The strangest thing happened this week when Telkom announced its results. Unlike the usual feeding frenzy when the previously dysfunctional fixed-line operator released its figures in the past, now there were mostly positive headlines. The only exception, according to The Google, appeared to be: “Telkom fixed-line shocker” about the dip in landlines.

Telkom now only has 3,217,000 landlines, a drop from 3,439,000 in the corresponding year, and the biggest annual fall since 2001. Landlines peaked, notably at the turn of the millennium in 2000, at 5,493,000. As stark as this drop is, it hardly seems like news in this mobile era.
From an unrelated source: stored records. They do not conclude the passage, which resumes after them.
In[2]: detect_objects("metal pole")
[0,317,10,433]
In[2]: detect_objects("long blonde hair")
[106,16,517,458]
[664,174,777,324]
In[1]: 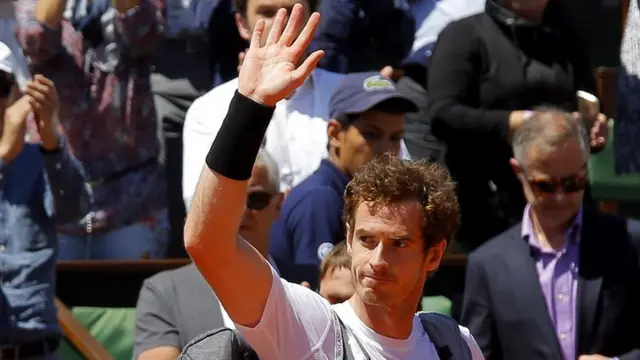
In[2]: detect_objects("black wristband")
[206,91,275,180]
telkom-adsl-speed-upgrades-begin-512-kb-upgraded-to-1-mbConversely Telkom says it has connected 81,503 homes to new superfast fibre broadband; and last year spent R757m on fibre-to-the-home (FTTH) infrastructure, up 200% over last year’s R252m. Telkom now has 1,027,507 broadband subscribers, a slight increase over the 1,005,286 from the previous year.

Telkom is now worth R34bn, after shares climbed 8.3% to R65, as it released its results on Monday for the year to 31 March. Telkom Group CEO Sipho Maseko says the company has successfully finished a three-year turnaround strategy that he started in 2013; and the acquisition of Business Connexion (BCX) has been concluded.
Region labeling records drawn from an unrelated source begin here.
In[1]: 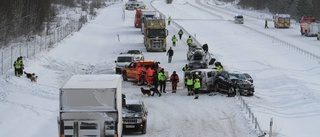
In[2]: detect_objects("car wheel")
[122,71,128,81]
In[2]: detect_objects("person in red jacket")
[170,71,179,93]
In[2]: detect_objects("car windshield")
[117,57,132,62]
[127,50,141,54]
[229,73,247,80]
[126,104,142,112]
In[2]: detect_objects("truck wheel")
[214,84,219,92]
[122,71,128,81]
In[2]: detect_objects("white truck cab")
[58,74,122,137]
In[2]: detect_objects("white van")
[184,69,219,92]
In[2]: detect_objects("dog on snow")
[140,87,151,96]
[23,71,38,82]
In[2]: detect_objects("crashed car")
[188,61,208,70]
[213,71,254,96]
[127,49,144,61]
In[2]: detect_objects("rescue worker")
[178,29,183,40]
[193,77,200,99]
[202,43,209,53]
[187,36,193,48]
[171,35,177,46]
[158,68,167,93]
[14,56,24,77]
[187,76,193,96]
[168,16,171,25]
[264,19,269,29]
[182,64,190,71]
[214,61,223,71]
[167,47,174,63]
[150,72,161,97]
[170,71,179,93]
[147,67,154,86]
[13,57,20,76]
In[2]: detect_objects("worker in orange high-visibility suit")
[147,67,154,86]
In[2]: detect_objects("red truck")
[300,17,320,36]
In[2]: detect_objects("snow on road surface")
[0,0,320,137]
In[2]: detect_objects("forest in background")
[0,0,320,49]
[238,0,320,21]
[0,0,105,49]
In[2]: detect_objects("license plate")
[126,125,134,128]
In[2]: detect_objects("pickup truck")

Telkom showed a 15.5% increase in normalised headline earnings, and R4bn in normalised profit after tax, up from R3bn the year before. Group net revenue rose 4% to R28bn, operating revenue was up by 14% to R37bn, normalised earnings before interest, taxes, depreciation and amortisation (Ebitda) grew 16% to R11bn, and capital expenditure rose 17% to R6bn. It even paid a dividend of 270 cents, a 10% increase.

One of the biggest shifts in this turnaround has been reducing Telkom’s overly high headcount. Staff retrenchments have now mostly been concluded, with 3,878 voluntary retrenchments in the year, reducing staff by 10% and costing R2.2bn. Telkom now employs 12,500 staff, significantly down from 21,000 in 2013. This makes it more competitive in this broadband age.
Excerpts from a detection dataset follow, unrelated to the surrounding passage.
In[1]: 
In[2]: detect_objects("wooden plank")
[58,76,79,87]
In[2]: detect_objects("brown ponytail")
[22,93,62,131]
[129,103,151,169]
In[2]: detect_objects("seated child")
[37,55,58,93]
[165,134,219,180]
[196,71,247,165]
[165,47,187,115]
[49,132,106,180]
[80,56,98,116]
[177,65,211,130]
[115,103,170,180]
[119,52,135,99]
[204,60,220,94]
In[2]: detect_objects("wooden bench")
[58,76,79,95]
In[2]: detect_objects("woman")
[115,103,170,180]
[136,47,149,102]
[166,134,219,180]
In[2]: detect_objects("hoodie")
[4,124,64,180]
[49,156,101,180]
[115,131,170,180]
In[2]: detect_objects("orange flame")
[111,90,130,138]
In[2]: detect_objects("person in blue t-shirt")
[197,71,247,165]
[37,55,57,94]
Even the loss-making mobile business seems to have made the biggest turnaround. It reduced its Ebitda loss to R43m from over R2bn three years ago. Calling it a “star performer,” Maseko says the mobile business has even been breaking even on a monthly basis since the fourth quarter.

Good news from Telkom in years gone by has been as scarce as complimentary headlines. The public has had a long-standing adversarial relationship with Telkom over its past arrogant and monopolistic tendencies, and is slowly starting to feel its way back towards a trusting relationship.

There was a time when Telkom was the only telecoms game in town and that monopoly made it lazy and arrogant. When cellular networks first entered the market in the early 1990s, it began the pressure on Telkom’s voice business. Faster wireless data networks – and Telkom’s overpriced ADSL service with up to three months delay in installation – soon started sucking away data customers, just as internet use began skyrocketing. But the new game in town is fibre and Telkom appears to have come from a standing start to offer better options of this faster way of getting online, albeit the packages seem underwhelming.

There are smaller internet service providers who, with less resources, offer better value for money than Telkom. It’s an enigma to me that Telkom, with its abundance of fibre infrastructure and much larger economies of scale still appears to throttle these fibre offerings. I’ve often criticised Telkom for not understanding that broadband is a volume business (based on its expensive ADSL pricing) and it still doesn’t seem like that has filtered through.

But credit is due to Maseko and his team – including industry stalwarts in chief operating officer Brian Armstrong and marketing executive Enzo Scarcella – for getting Telkom to this positive place and rebuilding its once tattered brand and reputation.